A grande incógnita segue sendo a capacidade do Governo de atuar não só como regulador, mas como orquestrador. Um sistema descentralizado, por definição, requer coordenação. E isso inclui harmonizar interesses entre players gigantes do sistema bancário tradicional e fintechs em expansão, garantir interoperabilidade técnica, criar padrões de segurança e fornecer educação financeira de massa.

170 milhões de brasileiros na mira do chamado Open Finance inclusivo (Foto: Valia)
170 milhões de brasileiros na mira do chamado Open Finance inclusivo (Foto: Valia)

Se bem executado, o avanço do Open Finance pode ser, sim, uma ruptura positiva com o modelo bancário historicamente concentrado e pouco transparente.
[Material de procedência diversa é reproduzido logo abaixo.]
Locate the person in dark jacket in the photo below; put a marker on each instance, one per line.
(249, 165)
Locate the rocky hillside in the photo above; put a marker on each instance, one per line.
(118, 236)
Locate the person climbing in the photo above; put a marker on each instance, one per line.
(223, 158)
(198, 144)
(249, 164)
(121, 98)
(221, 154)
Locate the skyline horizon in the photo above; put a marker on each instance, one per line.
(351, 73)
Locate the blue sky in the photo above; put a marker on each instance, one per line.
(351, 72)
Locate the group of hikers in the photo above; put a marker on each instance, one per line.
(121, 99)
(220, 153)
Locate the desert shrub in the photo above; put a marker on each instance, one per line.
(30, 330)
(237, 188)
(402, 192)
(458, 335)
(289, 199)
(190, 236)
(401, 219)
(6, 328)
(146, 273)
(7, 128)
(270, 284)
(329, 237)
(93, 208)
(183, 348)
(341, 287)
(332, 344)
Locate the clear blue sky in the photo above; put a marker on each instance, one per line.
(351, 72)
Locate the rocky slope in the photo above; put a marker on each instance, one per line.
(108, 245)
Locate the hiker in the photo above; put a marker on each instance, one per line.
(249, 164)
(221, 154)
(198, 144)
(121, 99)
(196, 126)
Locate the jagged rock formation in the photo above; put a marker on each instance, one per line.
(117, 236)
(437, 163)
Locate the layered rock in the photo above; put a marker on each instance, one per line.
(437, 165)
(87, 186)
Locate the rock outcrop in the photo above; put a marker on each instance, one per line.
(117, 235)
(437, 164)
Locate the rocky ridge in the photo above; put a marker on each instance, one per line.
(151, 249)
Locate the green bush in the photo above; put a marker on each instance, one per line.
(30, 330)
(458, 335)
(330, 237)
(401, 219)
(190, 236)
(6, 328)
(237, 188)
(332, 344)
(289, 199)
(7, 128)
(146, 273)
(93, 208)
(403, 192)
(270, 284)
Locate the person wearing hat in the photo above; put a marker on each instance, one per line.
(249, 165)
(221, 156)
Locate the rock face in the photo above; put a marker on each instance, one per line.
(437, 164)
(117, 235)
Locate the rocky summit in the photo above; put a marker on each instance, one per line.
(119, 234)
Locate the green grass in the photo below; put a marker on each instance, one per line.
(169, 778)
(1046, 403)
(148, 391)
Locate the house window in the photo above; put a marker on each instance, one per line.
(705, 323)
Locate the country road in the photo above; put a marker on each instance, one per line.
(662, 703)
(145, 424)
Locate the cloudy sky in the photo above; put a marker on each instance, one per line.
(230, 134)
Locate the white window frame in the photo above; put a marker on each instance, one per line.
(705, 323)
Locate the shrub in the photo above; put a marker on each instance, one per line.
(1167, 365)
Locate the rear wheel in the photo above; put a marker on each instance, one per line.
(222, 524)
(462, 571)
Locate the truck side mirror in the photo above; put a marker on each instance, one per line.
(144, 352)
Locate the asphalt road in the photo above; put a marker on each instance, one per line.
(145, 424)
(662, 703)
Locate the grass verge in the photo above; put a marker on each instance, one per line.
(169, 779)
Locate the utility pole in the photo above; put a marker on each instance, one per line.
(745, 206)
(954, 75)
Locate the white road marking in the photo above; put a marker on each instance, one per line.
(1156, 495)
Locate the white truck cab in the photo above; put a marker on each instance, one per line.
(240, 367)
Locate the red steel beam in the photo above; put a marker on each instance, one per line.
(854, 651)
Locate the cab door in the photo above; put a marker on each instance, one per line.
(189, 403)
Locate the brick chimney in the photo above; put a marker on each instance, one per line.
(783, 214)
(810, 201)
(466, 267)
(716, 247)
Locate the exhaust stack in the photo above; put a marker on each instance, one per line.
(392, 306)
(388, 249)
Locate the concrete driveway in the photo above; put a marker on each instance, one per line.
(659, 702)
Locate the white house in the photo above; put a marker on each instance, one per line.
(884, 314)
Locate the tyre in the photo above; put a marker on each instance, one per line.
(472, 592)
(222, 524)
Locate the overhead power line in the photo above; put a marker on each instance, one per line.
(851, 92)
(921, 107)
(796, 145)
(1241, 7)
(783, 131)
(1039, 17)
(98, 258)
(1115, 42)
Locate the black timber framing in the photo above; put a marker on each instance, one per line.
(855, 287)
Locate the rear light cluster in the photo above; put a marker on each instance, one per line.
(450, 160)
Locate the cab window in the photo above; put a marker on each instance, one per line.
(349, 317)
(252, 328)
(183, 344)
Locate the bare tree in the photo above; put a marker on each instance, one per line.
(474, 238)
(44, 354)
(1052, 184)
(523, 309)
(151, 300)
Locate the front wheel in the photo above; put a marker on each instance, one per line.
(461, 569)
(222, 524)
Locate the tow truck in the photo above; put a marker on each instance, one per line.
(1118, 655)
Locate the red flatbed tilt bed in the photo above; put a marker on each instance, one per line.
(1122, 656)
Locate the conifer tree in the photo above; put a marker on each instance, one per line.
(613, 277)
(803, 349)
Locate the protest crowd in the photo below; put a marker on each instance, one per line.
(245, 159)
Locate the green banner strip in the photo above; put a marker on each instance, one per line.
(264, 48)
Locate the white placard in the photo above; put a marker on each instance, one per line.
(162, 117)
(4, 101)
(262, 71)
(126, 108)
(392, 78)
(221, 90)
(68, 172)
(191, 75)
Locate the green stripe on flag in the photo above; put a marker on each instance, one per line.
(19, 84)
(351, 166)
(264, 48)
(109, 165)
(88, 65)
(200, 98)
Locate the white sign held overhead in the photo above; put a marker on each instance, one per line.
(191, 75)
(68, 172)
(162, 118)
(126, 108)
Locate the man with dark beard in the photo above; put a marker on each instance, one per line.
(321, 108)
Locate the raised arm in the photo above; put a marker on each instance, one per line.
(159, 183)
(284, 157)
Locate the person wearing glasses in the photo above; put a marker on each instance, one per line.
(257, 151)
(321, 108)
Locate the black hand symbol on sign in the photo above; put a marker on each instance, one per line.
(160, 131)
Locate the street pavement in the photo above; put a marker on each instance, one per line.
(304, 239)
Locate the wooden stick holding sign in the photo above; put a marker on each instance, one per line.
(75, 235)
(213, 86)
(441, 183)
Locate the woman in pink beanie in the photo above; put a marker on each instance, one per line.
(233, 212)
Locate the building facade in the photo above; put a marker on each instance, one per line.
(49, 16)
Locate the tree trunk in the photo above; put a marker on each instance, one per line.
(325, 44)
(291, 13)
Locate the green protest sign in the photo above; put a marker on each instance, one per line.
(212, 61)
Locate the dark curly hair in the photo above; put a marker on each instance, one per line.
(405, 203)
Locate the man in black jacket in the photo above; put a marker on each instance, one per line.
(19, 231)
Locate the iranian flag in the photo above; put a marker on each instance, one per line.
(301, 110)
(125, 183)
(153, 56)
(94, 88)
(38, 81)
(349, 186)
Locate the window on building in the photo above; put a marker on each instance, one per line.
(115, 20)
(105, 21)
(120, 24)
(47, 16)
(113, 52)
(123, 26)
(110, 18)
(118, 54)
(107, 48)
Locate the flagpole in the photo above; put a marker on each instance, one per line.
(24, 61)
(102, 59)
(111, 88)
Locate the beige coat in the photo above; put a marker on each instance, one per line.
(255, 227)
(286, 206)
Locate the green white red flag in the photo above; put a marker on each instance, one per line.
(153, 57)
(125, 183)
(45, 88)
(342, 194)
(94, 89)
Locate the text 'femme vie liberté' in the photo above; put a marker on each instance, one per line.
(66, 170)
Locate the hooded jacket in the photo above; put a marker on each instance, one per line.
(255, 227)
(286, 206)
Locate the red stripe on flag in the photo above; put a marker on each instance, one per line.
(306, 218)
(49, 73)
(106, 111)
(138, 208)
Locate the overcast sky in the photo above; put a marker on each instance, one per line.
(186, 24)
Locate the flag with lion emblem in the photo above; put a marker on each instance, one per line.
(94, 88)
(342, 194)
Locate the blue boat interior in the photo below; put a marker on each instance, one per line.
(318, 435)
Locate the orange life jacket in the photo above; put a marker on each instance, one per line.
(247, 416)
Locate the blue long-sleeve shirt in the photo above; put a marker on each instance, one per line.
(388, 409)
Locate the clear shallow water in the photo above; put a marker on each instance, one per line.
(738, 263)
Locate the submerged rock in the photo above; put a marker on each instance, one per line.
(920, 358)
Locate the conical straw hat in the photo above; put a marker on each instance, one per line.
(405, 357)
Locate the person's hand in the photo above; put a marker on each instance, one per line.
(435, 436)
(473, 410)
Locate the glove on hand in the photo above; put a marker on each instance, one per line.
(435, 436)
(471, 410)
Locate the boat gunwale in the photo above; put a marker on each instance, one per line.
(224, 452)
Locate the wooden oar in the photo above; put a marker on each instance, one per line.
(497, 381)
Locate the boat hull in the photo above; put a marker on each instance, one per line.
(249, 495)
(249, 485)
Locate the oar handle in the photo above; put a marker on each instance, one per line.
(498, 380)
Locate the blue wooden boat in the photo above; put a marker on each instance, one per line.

Mas a pressa é inimiga da sustentabilidade. A adesão massiva que o Governo espera exige mais do que uma boa proposta e um evento de lançamento. Exige política pública consistente, proteção ao consumidor e um compromisso duradouro com a criação de um ecossistema financeiro realmente centrado no cidadão.

Por enquanto, o anúncio é promissor. Mas a promessa, como tantas outras no campo econômico, precisará passar pelo teste da realidade. E essa realidade — complexa, desigual e ainda pouco conectada — costuma cobrar caro de soluções simplistas.